1999 yılında ailesiyle birlikte Ankara’ya taşındı. Öğrenimine TED Ankara Koleji Vakfı Özel İlköğretim Okulu ve Lisesi’nde devam etti. En kalın ders kitaplarında sayfaların yanına çöp adamlar çizerek birkaç saniyelik çizgi filmler yarattı. Kuzenleriyle birlikte aile büyüklerine çeşitli gösteriler sundu. Hiçbiri ödül alamadı. Bir kuzenine gelen USB bağlantılı webcam ve işletim sistemlerinin beraberinde getirdikleri kurgu programlarıyla bir şeyler çekti. O gün bugündür bir şeyler çekmeye devam ediyor. Hayatındaki taşınmalarla dolaptan dolaba giren yeşil defterin yerini pek çok farklı defter aldı. Bu defterlerin bir kısmı tamamen zırvalarla doldu.
Bilkent Üniversitesi’nde Uluslararası İlişkiler okudu. Buradaki üç buçuk senesi boyunca türlü kısa film ve videolar çekti. Çoğu zaman çok heyecanlandı. Yazdığı öykü ve şiir denemelerini insanlarla paylaşmak adına bazı girişimleri olduysa ilk uğursuzlukta kendini geri çekti. “Rüyagezer’in Günlüğü” adını verdiği bir şey üzerine çok uğraştı. Bu fikir üstüne yarattığı pek çok materyalin arasından bir kısa film çıktı. Bir gün projeyi layıkıyla tamamlayacağına inancı sonsuz. İnancının sonsuz olmasına bayılıyor.
2010 yılının Nisan ayında Kırmızı Saçlı Kız‘la tanıştı.
Memet Fuat 2010 Genç Şiir Yarışması’na gönderdiği dosyası seçici kurul tarafından övgüye değer bulundu.

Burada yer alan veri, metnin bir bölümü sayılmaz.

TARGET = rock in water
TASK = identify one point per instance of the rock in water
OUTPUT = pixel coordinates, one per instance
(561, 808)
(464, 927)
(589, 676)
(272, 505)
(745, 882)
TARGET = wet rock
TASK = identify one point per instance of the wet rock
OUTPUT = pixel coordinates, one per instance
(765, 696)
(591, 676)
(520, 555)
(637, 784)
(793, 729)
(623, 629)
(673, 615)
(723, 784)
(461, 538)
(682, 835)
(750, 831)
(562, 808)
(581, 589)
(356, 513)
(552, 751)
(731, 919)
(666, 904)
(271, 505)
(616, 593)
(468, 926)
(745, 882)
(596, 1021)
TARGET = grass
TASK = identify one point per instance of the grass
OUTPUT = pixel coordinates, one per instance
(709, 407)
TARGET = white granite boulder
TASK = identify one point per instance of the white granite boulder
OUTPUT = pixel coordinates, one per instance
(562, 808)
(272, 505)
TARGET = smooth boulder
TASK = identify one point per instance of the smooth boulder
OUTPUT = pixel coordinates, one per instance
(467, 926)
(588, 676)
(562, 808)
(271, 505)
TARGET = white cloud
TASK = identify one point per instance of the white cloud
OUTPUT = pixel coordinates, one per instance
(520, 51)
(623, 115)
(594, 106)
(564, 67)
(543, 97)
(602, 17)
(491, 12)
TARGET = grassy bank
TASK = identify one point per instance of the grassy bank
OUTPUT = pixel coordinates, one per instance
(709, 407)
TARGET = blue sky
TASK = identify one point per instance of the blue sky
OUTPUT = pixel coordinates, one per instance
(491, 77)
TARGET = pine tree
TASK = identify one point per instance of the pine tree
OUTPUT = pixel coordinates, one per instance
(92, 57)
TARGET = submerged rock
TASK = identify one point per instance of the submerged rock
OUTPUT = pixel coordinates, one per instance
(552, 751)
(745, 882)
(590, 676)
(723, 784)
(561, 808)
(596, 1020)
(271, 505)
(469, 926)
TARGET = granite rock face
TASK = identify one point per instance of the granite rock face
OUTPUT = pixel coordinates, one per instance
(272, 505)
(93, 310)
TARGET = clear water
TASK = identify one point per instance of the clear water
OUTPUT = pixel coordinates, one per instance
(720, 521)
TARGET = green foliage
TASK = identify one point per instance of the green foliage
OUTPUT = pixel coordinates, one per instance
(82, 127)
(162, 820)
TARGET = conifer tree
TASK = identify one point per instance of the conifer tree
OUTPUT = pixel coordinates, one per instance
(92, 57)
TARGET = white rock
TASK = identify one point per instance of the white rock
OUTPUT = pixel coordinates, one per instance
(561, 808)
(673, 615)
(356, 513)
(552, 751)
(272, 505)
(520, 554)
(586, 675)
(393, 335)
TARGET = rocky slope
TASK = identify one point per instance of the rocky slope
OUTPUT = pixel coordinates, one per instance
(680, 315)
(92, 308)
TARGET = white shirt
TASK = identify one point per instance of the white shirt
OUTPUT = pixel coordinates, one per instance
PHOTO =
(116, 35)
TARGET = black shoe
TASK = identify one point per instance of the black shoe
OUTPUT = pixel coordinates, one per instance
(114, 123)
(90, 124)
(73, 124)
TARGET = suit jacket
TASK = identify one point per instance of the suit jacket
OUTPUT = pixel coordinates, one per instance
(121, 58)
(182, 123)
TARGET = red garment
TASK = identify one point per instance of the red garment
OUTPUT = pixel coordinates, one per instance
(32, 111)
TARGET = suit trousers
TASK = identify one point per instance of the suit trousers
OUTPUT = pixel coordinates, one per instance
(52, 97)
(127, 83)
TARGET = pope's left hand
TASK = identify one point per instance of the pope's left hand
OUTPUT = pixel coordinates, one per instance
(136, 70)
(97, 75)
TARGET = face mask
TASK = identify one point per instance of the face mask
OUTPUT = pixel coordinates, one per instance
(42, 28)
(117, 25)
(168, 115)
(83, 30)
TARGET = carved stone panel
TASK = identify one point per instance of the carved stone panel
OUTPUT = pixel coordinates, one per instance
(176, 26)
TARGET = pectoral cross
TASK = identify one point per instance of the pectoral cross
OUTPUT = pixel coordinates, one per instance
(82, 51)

Sonra hayatı değişmedi. 2011 yılının Ocak’ında üniversiteden mezun oldu. Aynı yılın Haziran ayında Kırmızı Saçlı Kız‘ın ona yazmasını söylediği bir çocuk öyküsünü kaleme almaya başladı. Bunun önce bir kitap olabileceğine, sonra bir seri olabileceğine karar verdi. Ağustos ayında yazmayı bitirdi ve heyecanlandı. Artık elinde bitmiş ve yayınevlerinin “Şiir basamıyoruz…” diyemeyeceği bir dosya vardı.
Eylül 2011’de yüksek lisansını yapmak için Londra’ya yerleşti. Burada, Hertfordshire Üniversitesi’nde Film ve Televizyon üzerine yüksek lisansını tamamladı. Yekta Kopan’ın Fil Mezarlığı öyküsünü kısa filme uyarladı. Eylül 2012’de Türkiye’ye döndü ve İstanbul’a yerleşti. Temmuz 2013’te Gökyüzüne Düşen Kız adlı çocuk romanı Yapı Kredi Yayınları’ndan çıktı.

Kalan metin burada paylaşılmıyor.